The cost of a 2kg packet of maize flour has shot up by 25 per cent, from between Sh90 and Sh95 in January to March to between Sh110 and Sh115 depending on the brand.

This means that for every packet of maize, middlemen are sharing Sh45, which is a huge amount going into undeserving pockets in comparison to what farmers are getting for their hard work.

The Parliamentary Agriculture Committee chairperson, Adan Mohamed Noor, moved in to try and rectify the situation by bringing all players in the sector together to assess the validity of maize shortage claims.

His discovery was that the country was only experiencing an artificial shortage that had nothing to do with lack of sufficient stocks.

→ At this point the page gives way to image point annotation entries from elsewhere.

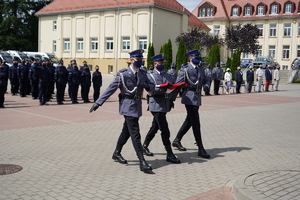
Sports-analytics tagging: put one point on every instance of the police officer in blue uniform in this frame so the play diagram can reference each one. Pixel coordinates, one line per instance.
(13, 77)
(61, 78)
(23, 72)
(44, 80)
(159, 105)
(97, 82)
(74, 82)
(85, 83)
(131, 81)
(34, 79)
(3, 84)
(193, 75)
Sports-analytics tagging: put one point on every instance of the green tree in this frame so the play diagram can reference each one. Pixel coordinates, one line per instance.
(19, 25)
(150, 54)
(181, 57)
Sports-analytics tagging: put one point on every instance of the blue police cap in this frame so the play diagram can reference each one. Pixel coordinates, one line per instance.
(193, 53)
(159, 57)
(137, 53)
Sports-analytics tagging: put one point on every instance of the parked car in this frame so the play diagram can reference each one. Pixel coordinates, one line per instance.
(245, 62)
(264, 61)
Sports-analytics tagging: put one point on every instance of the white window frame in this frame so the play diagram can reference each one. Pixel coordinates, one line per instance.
(54, 25)
(274, 9)
(272, 51)
(54, 46)
(125, 43)
(80, 44)
(143, 42)
(109, 44)
(288, 8)
(235, 11)
(247, 11)
(260, 10)
(217, 29)
(285, 52)
(273, 30)
(287, 30)
(67, 44)
(261, 29)
(94, 44)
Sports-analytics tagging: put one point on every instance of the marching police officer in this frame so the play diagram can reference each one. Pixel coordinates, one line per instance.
(159, 105)
(208, 74)
(131, 81)
(13, 77)
(97, 82)
(195, 78)
(44, 80)
(3, 84)
(85, 83)
(61, 78)
(34, 79)
(23, 72)
(217, 74)
(74, 82)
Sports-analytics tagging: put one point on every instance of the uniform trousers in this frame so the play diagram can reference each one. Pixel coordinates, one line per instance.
(60, 92)
(131, 129)
(96, 92)
(159, 123)
(216, 86)
(258, 84)
(249, 86)
(43, 88)
(14, 82)
(192, 120)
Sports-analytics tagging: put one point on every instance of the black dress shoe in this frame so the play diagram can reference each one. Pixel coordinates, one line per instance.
(118, 157)
(172, 158)
(146, 151)
(202, 153)
(176, 143)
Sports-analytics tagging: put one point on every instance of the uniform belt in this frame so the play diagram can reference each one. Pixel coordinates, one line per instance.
(135, 97)
(194, 89)
(160, 95)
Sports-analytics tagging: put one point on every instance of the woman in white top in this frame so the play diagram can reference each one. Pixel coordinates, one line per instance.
(228, 80)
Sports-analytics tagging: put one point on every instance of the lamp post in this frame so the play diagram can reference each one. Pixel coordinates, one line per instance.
(117, 39)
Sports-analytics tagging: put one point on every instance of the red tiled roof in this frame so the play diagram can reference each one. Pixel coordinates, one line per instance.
(62, 6)
(223, 8)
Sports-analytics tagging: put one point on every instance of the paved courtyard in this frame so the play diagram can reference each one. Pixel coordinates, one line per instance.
(65, 151)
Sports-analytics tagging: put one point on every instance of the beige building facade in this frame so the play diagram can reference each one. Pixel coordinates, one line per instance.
(104, 36)
(278, 22)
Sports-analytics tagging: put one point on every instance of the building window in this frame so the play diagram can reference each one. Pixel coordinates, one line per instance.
(67, 44)
(272, 30)
(260, 28)
(54, 25)
(109, 44)
(235, 11)
(274, 9)
(288, 8)
(126, 43)
(260, 10)
(286, 52)
(94, 44)
(143, 43)
(80, 44)
(54, 46)
(259, 51)
(247, 11)
(217, 29)
(272, 51)
(287, 30)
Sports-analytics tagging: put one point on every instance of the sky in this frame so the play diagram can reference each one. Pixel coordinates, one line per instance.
(190, 4)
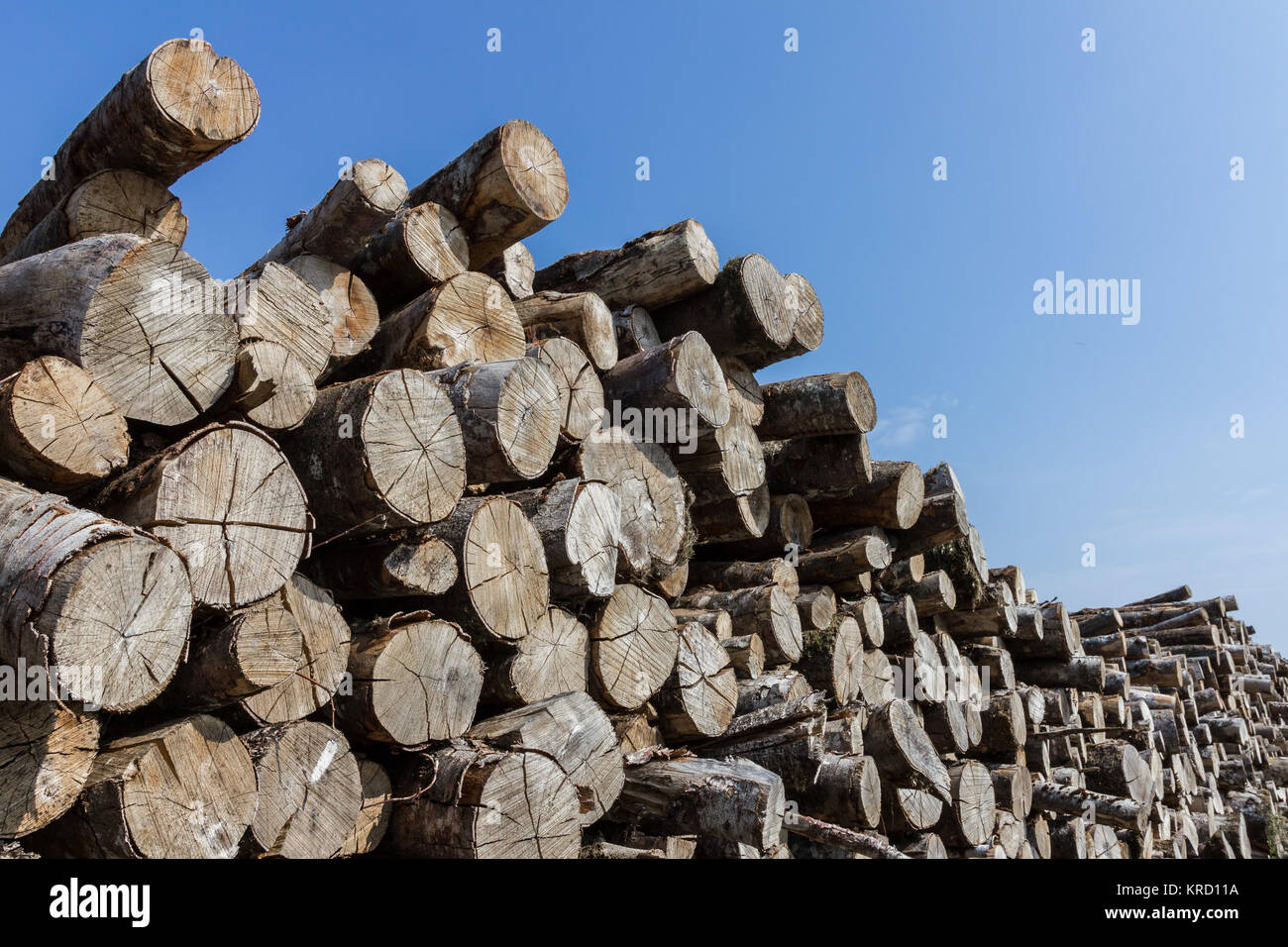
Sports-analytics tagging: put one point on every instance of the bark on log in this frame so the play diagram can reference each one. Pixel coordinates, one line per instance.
(836, 403)
(415, 680)
(102, 605)
(509, 415)
(46, 757)
(653, 269)
(58, 427)
(477, 802)
(578, 735)
(420, 248)
(137, 315)
(338, 226)
(468, 317)
(632, 647)
(505, 187)
(742, 313)
(729, 799)
(548, 661)
(700, 694)
(159, 119)
(309, 789)
(111, 201)
(580, 317)
(227, 500)
(581, 395)
(151, 795)
(514, 269)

His findings pointed to maize millers who were conspiring with flour traders to push up the prices of maize flour by small, unnoticeable, margins.

The fact that Government had also released one million bags through the National Cereals and Produce Board (NCPB) and only 300,000 bags were bought by millers was another indicator.

According to the Economic Survey 2016, the value of marketed maize shrunk by 11.4 per cent from Sh9.6 billion in 2014 to Sh8.5 billion last year mainly due to lower prices paid to farmers. But this problem is projected to continue if the cartels are not put in check.

Many farmers are now turning to other crops that can give them returns. Further, rain-fed agriculture has become tricky due to changing weather patterns; hence farmers have resolved to venture into dairy production.

As such, creation of markets for the farmers is the surest way to destroy cartels.